Number of Words in a String

  • Follow


Hello everyone,

Is this the simplest way to find the number of words in a string?   
Seems a little complicated, and I can't seem to turn it into a  
function because when I replace the string with the argument  
placeholder myString_ I get an error message saying that a string is  
expected in that spot.

	Length[ReadList[StringToStream["The cat in the hat."], Word]]

	Returns 5.

Gregory

0
Reply gregory.lypny (231) 8/11/2009 7:58:29 AM

wordCount[str_String] := 
 Module[{s = StringReplace[str,
     Whitespace -> " "]},
  StringCount[s, " "] + 1]

str = "The  cat in      the hat.";

wordCount[str]

5


Bob Hanlon

---- Gregory Lypny <gregory.lypny@videotron.ca> wrote: 

=============
Hello everyone,

Is this the simplest way to find the number of words in a string?   
Seems a little complicated, and I can't seem to turn it into a  
function because when I replace the string with the argument  
placeholder myString_ I get an error message saying that a string is  
expected in that spot.

	Length[ReadList[StringToStream["The cat in the hat."], Word]]

	Returns 5.

Gregory



0
Reply hanlonr (2281) 8/12/2009 8:32:25 AM


Length[StringSplit["The cat in the hat."]]

--David

On Aug 11, 3:58 am, Gregory Lypny <gregory.ly...@videotron.ca> wrote:
> Hello everyone,
>
> Is this the simplest way to find the number of words in a string?  
> Seems a little complicated, and I can't seem to turn it into a  
> function because when I replace the string with the argument  
> placeholder myString_ I get an error message saying that a string is  
> expected in that spot.
>
>         Length[ReadList[StringToStream["The cat in the hat."], Wo=
rd]]
>
>         Returns 5.
>
> Gregory


0
Reply dbreiss (537) 8/12/2009 8:32:36 AM

On Aug 11, 3:58 am, Gregory Lypny <gregory.ly...@videotron.ca> wrote:

> Is this the simplest way to find the number of words in a string?  
[...]
>         Length[ReadList[StringToStream["The cat in the hat."], Word]]

I would use StringCount:

StringCount["Now is the time for all good men to come to the aid of
their country.",
  LetterCharacter..]

will return 16. You can tweak the pattern if you want to, say, treat
strings of digits as words as well.

Cheers,
Pillsy

0
Reply pillsbury (453) 8/12/2009 8:34:25 AM

Hi,

directly from the documentation:

StringCount["The cat in the hat.", WordCharacter..]

Funny enough, for the U.S. constitution example, vim, Word and
OpenOffice report 7620 words instead of Mathematica's 7632. So
WordCharacter.. seems not completely equivalent to other counting methods.

Regards,
Yves

Gregory Lypny schrieb:
> Hello everyone,
>
> Is this the simplest way to find the number of words in a string?  
> Seems a little complicated, and I can't seem to turn it into a 
> function because when I replace the string with the argument 
> placeholder myString_ I get an error message saying that a string is 
> expected in that spot.
>
> 	Length[ReadList[StringToStream["The cat in the hat."], Word]]
>
> 	Returns 5.
>
> Gregory
>

0
Reply yves.klett (109) 8/12/2009 8:35:53 AM

hi,

Try this:

CountWords[str_String]:=Length[StringSplit[str]]

Its not perfect, still working on it.
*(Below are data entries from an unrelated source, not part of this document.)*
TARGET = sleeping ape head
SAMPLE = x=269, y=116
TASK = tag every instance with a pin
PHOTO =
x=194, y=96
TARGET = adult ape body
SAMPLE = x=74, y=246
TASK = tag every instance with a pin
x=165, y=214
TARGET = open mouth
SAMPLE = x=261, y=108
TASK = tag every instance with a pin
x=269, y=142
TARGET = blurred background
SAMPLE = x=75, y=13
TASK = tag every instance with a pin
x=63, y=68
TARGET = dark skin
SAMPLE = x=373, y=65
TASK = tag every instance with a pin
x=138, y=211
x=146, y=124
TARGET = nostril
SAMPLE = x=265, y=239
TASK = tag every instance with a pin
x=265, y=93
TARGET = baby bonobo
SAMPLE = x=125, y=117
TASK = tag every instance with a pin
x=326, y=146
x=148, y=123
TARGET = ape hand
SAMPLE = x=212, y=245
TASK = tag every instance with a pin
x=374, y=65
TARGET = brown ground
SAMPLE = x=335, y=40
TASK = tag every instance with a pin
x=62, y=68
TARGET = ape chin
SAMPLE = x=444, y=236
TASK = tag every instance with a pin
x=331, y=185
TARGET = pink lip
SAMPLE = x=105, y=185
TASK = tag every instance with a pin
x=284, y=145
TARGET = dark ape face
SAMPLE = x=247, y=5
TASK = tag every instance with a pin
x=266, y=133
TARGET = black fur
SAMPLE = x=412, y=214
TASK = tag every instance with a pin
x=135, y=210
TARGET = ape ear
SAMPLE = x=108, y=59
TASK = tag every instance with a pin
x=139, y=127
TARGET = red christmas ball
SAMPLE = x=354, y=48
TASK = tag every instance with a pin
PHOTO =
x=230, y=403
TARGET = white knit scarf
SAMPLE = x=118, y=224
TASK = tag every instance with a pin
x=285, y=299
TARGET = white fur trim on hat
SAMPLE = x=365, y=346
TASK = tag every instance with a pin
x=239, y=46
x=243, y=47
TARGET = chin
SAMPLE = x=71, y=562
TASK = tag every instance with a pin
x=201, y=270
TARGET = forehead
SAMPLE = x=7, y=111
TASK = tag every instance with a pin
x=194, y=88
I suspect only via a RegEx use
will we get what we want.

andrew

0
Reply meitnik (88) 8/12/2009 8:36:46 AM

On Aug 11, 5:58 pm, Gregory Lypny <gregory.ly...@videotron.ca> wrote:
> Hello everyone,
>
> Is this the simplest way to find the number of words in a string?  
> Seems a little complicated, and I can't seem to turn it into a  
> function because when I replace the string with the argument  
> placeholder myString_ I get an error message saying that a string is  
> expected in that spot.
>
>         Length[ReadList[StringToStream["The cat in the hat."], Word]]
>
>         Returns 5.
>
> Gregory

were you using Set ( a = b) rather than SetDelayed (a := b) in your
function definition? The following works for me:

In[12]:= f[str_] := Length[ReadList[StringToStream[str], Word]]
f["hey there"]
Out[13]= 2

However, it's much quicker to use the StringSplit function:

In[14]:= Length@StringSplit["hey there"]
Out[14]= 2
In[19]:= Do[f["hey there"],{5000}] // AbsoluteTiming
Out[19]= {5.1405921,Null}
In[21]:= Do[Length@StringSplit["hey there"],{5000}] // AbsoluteTiming
Out[21]= {0.0156249,Null}

Cheers,
Peter.

0
Reply pfalloon (72) 8/12/2009 8:37:08 AM

Hi,

> 
> Is this the simplest way to find the number of words in a string?   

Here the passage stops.